El fútbol debe una gran parte de su popularidad al gran número de tópicos que sustentan su proyección mediática. Frases más o menos célebres, ingenios atribuidos a jugadores y entrenadores que ejercieron un efecto mimético, sirven para que su mensaje sea entendido por una inmensa mayoría de aficionados.

Una de sus más recientes leyendas pretende clasificar a los técnicos, pues todo el mundo tiene que estar fichado, entre los amantes del espectáculo y los ahora mal llamados resultadistas. Es decir, quienes sacrifican la vistosidad al pragmatismo.

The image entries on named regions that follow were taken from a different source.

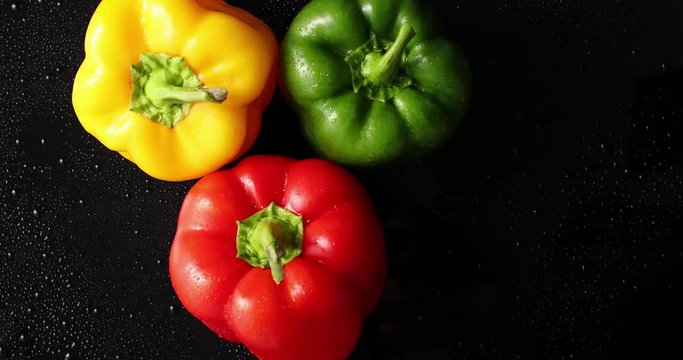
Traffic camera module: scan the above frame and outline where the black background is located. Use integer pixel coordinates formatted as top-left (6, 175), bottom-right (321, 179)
top-left (0, 0), bottom-right (683, 360)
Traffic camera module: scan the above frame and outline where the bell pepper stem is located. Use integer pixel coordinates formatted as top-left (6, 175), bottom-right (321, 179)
top-left (362, 22), bottom-right (415, 85)
top-left (236, 203), bottom-right (303, 284)
top-left (254, 221), bottom-right (285, 284)
top-left (145, 70), bottom-right (228, 107)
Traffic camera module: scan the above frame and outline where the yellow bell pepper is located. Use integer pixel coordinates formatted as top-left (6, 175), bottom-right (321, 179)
top-left (72, 0), bottom-right (278, 181)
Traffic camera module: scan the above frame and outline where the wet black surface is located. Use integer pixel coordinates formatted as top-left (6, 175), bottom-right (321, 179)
top-left (0, 0), bottom-right (683, 360)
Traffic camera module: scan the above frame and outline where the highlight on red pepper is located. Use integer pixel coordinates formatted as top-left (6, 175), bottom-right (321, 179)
top-left (169, 155), bottom-right (386, 360)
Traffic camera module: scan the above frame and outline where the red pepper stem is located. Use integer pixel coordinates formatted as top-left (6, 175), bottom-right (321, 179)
top-left (254, 221), bottom-right (285, 284)
top-left (237, 203), bottom-right (304, 284)
top-left (362, 22), bottom-right (415, 85)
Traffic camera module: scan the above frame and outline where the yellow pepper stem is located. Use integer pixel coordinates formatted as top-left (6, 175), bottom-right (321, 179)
top-left (129, 53), bottom-right (228, 128)
top-left (145, 70), bottom-right (228, 107)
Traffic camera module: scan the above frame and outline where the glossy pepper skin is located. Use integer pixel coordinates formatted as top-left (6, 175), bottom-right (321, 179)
top-left (280, 0), bottom-right (470, 166)
top-left (169, 155), bottom-right (386, 360)
top-left (72, 0), bottom-right (278, 181)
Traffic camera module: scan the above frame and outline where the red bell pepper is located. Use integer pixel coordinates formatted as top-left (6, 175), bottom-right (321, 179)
top-left (169, 155), bottom-right (386, 360)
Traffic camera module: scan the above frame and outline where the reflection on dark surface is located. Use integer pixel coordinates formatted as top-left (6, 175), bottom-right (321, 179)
top-left (0, 0), bottom-right (683, 360)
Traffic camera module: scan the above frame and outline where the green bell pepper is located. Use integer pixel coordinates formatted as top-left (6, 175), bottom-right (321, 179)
top-left (280, 0), bottom-right (470, 166)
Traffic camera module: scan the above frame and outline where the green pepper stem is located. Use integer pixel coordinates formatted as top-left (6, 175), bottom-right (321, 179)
top-left (145, 70), bottom-right (228, 107)
top-left (362, 22), bottom-right (415, 85)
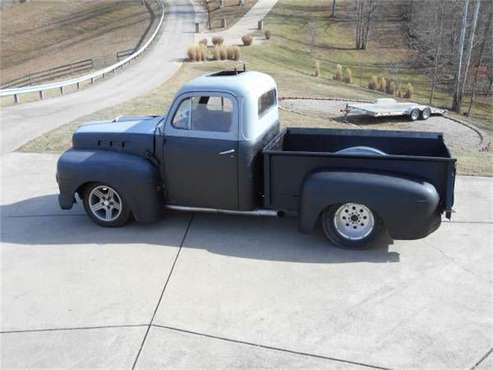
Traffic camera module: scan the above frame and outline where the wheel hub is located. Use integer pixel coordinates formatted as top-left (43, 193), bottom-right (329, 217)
top-left (333, 203), bottom-right (375, 240)
top-left (89, 185), bottom-right (122, 222)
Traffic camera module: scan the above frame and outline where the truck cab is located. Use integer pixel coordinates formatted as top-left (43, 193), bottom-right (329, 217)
top-left (156, 71), bottom-right (279, 211)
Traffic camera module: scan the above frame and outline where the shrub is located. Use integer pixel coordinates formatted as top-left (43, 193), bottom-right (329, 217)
top-left (368, 76), bottom-right (378, 90)
top-left (212, 36), bottom-right (224, 46)
top-left (226, 46), bottom-right (240, 60)
top-left (334, 64), bottom-right (342, 81)
top-left (241, 35), bottom-right (253, 46)
top-left (343, 68), bottom-right (353, 84)
top-left (313, 60), bottom-right (320, 77)
top-left (378, 76), bottom-right (387, 92)
top-left (404, 83), bottom-right (414, 99)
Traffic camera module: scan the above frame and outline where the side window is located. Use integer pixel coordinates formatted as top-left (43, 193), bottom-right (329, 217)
top-left (190, 96), bottom-right (233, 132)
top-left (258, 89), bottom-right (276, 117)
top-left (171, 98), bottom-right (192, 130)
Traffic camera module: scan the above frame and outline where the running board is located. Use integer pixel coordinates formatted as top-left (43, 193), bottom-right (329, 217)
top-left (166, 205), bottom-right (282, 217)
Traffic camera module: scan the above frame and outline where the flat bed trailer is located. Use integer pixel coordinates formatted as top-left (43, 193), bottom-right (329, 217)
top-left (343, 98), bottom-right (447, 121)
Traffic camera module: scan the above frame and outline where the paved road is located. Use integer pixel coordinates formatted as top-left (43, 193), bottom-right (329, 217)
top-left (0, 153), bottom-right (493, 369)
top-left (195, 0), bottom-right (279, 45)
top-left (0, 0), bottom-right (195, 154)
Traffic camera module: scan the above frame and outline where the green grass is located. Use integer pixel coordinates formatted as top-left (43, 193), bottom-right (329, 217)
top-left (21, 0), bottom-right (493, 175)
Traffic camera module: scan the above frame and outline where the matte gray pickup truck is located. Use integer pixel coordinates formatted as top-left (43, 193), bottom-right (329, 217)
top-left (57, 71), bottom-right (455, 248)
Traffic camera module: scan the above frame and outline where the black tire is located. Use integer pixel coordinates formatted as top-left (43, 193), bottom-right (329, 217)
top-left (419, 107), bottom-right (431, 121)
top-left (83, 183), bottom-right (132, 227)
top-left (409, 108), bottom-right (421, 121)
top-left (321, 203), bottom-right (384, 249)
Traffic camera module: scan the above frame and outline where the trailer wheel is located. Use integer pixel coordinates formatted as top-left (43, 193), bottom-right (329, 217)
top-left (322, 203), bottom-right (383, 249)
top-left (409, 108), bottom-right (420, 121)
top-left (419, 107), bottom-right (431, 120)
top-left (84, 183), bottom-right (131, 227)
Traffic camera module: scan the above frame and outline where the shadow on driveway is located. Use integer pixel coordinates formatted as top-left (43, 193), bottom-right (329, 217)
top-left (0, 194), bottom-right (400, 263)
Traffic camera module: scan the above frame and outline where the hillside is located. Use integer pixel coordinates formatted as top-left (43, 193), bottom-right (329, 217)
top-left (0, 0), bottom-right (159, 83)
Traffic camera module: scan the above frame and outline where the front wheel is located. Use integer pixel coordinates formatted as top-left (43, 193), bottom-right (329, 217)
top-left (322, 203), bottom-right (383, 249)
top-left (84, 183), bottom-right (131, 227)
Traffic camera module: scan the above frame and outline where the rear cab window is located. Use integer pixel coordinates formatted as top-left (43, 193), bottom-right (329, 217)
top-left (258, 89), bottom-right (277, 118)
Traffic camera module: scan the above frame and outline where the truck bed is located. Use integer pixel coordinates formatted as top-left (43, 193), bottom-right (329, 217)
top-left (263, 128), bottom-right (455, 213)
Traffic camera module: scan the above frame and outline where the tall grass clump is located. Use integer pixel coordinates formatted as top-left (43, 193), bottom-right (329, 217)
top-left (378, 76), bottom-right (387, 92)
top-left (385, 80), bottom-right (396, 95)
top-left (368, 76), bottom-right (378, 90)
top-left (212, 36), bottom-right (224, 46)
top-left (333, 64), bottom-right (342, 81)
top-left (343, 68), bottom-right (353, 84)
top-left (313, 60), bottom-right (320, 77)
top-left (241, 35), bottom-right (253, 46)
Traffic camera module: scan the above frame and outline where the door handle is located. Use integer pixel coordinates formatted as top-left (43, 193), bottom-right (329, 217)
top-left (218, 149), bottom-right (235, 155)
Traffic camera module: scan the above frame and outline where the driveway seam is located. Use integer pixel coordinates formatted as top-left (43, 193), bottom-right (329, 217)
top-left (471, 348), bottom-right (493, 370)
top-left (151, 324), bottom-right (390, 370)
top-left (132, 213), bottom-right (194, 370)
top-left (0, 324), bottom-right (148, 334)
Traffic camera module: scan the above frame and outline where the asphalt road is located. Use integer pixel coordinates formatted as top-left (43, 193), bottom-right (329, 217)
top-left (0, 0), bottom-right (195, 154)
top-left (0, 153), bottom-right (493, 369)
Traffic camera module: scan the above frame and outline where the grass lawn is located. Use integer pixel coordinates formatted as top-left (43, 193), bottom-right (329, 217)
top-left (21, 0), bottom-right (493, 175)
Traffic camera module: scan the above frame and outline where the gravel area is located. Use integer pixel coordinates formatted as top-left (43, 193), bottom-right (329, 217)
top-left (281, 99), bottom-right (481, 151)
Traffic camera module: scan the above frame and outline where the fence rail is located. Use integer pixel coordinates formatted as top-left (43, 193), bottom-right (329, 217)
top-left (0, 0), bottom-right (166, 103)
top-left (1, 59), bottom-right (94, 89)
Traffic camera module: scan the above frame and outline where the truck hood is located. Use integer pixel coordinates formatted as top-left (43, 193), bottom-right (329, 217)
top-left (72, 116), bottom-right (164, 157)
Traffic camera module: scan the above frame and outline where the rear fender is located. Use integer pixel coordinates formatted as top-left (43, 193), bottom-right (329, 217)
top-left (299, 171), bottom-right (440, 239)
top-left (57, 149), bottom-right (164, 222)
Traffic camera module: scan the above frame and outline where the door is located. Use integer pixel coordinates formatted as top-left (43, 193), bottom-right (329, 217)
top-left (163, 93), bottom-right (239, 210)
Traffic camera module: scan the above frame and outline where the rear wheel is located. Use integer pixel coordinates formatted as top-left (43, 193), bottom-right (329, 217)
top-left (409, 108), bottom-right (420, 121)
top-left (322, 203), bottom-right (383, 249)
top-left (420, 108), bottom-right (431, 120)
top-left (84, 183), bottom-right (131, 227)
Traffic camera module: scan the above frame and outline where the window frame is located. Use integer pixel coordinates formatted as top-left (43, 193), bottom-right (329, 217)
top-left (164, 91), bottom-right (240, 141)
top-left (257, 88), bottom-right (277, 119)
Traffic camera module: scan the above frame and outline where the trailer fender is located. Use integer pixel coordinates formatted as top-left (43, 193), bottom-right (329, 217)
top-left (57, 149), bottom-right (164, 222)
top-left (299, 171), bottom-right (441, 239)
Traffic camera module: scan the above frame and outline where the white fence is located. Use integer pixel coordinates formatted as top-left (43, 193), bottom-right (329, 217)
top-left (0, 0), bottom-right (166, 103)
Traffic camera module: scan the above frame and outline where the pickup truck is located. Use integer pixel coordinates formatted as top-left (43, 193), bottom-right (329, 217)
top-left (57, 70), bottom-right (455, 248)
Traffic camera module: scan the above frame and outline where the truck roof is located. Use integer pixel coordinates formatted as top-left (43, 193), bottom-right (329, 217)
top-left (178, 71), bottom-right (277, 100)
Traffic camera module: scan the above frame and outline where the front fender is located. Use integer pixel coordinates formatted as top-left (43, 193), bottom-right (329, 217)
top-left (57, 149), bottom-right (164, 222)
top-left (300, 171), bottom-right (441, 239)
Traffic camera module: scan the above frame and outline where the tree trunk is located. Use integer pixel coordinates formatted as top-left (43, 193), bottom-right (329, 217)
top-left (467, 8), bottom-right (493, 116)
top-left (452, 0), bottom-right (469, 113)
top-left (430, 3), bottom-right (445, 105)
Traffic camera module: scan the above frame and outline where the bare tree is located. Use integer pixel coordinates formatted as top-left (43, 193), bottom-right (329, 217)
top-left (467, 8), bottom-right (493, 116)
top-left (355, 0), bottom-right (377, 49)
top-left (452, 0), bottom-right (481, 113)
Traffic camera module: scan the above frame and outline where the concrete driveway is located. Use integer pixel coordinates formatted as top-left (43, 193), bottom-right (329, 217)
top-left (0, 153), bottom-right (493, 369)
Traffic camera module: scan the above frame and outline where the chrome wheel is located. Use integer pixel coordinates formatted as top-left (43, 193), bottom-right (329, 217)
top-left (333, 203), bottom-right (375, 241)
top-left (411, 109), bottom-right (419, 121)
top-left (88, 185), bottom-right (122, 222)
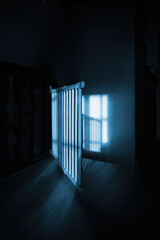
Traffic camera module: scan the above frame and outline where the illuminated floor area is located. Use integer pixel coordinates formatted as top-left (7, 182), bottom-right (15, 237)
top-left (0, 159), bottom-right (156, 240)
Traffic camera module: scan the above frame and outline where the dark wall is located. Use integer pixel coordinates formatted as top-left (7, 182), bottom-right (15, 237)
top-left (0, 0), bottom-right (55, 67)
top-left (50, 1), bottom-right (135, 163)
top-left (0, 61), bottom-right (51, 177)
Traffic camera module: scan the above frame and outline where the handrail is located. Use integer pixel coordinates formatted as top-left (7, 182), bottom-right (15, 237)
top-left (50, 81), bottom-right (85, 93)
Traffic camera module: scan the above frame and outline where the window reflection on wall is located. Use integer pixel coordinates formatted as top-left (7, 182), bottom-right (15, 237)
top-left (82, 95), bottom-right (108, 152)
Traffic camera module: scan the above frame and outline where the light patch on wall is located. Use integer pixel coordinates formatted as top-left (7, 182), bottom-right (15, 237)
top-left (89, 95), bottom-right (108, 144)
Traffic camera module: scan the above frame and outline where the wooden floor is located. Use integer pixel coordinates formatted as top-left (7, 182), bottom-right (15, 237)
top-left (0, 158), bottom-right (158, 240)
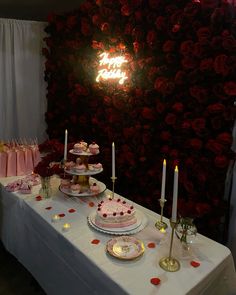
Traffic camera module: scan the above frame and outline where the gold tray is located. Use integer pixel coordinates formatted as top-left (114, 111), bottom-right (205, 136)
top-left (106, 236), bottom-right (145, 260)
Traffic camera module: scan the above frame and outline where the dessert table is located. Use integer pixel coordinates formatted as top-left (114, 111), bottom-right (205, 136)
top-left (0, 177), bottom-right (236, 295)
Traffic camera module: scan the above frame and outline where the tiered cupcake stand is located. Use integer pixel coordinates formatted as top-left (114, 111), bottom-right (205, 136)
top-left (59, 149), bottom-right (106, 197)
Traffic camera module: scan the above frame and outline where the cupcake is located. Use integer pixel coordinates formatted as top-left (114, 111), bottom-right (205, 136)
top-left (74, 142), bottom-right (84, 153)
top-left (90, 182), bottom-right (100, 195)
top-left (74, 163), bottom-right (86, 173)
top-left (93, 163), bottom-right (102, 170)
top-left (64, 161), bottom-right (75, 170)
top-left (89, 142), bottom-right (99, 155)
top-left (61, 179), bottom-right (70, 189)
top-left (70, 184), bottom-right (80, 194)
top-left (20, 182), bottom-right (32, 194)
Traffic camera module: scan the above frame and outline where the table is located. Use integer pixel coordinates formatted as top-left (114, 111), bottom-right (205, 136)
top-left (0, 177), bottom-right (236, 295)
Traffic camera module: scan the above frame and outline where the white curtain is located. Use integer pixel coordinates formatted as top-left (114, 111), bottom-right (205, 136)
top-left (0, 19), bottom-right (47, 143)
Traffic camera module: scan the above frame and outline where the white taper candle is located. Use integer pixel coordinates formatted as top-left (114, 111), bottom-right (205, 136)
top-left (112, 142), bottom-right (116, 178)
top-left (64, 129), bottom-right (68, 161)
top-left (171, 166), bottom-right (179, 222)
top-left (161, 159), bottom-right (166, 202)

El día de su presentación Joaquín Caparrós explicó que jugar bien generalmente conduce a la victoria, una verdad de perogrullo. Y es que no hay un solo equipo que anteponga lo bonito a lo práctico. Hasta Pep Guardiola, si le consideramos el prototipo de la elegancia, quiere ganar y lo demás son pamplinas.

El arte del fútbol consiste precisamente en sacar el máximo rendimiento de los recursos que uno tiene. No se trata de trenzar más o menos filigranas para llenar de cámara lenta las transmisiones por televisión, sino de obtener el triunfo a través de las virtudes que atesora cada bloque, ya sean ofensivas o defensivas. A muchos les gustaría emplearse como el Barcelona, pero no pueden y eso no les condena.

Este deporte es polivalente tanto en técnica como en estrategia y si bien talento y habilidad unidos constituyen una fuerza casi imbatible, tampoco hay que rechazar o imputar a nadie peyorativamente por contrarrestar el fútbol de ataque con un repliegue ordenado y disciplinado que no por conservador merece menos respeto e incluso admiración.

Antes de etiquetar a alguien, hay que valorar objetivamente cuáles son las características de cada plantilla, y más de un equipo rinde por encima de sus posibilidades cuando su entrenador hace correctamente este ejercicio. Sin adjetivos.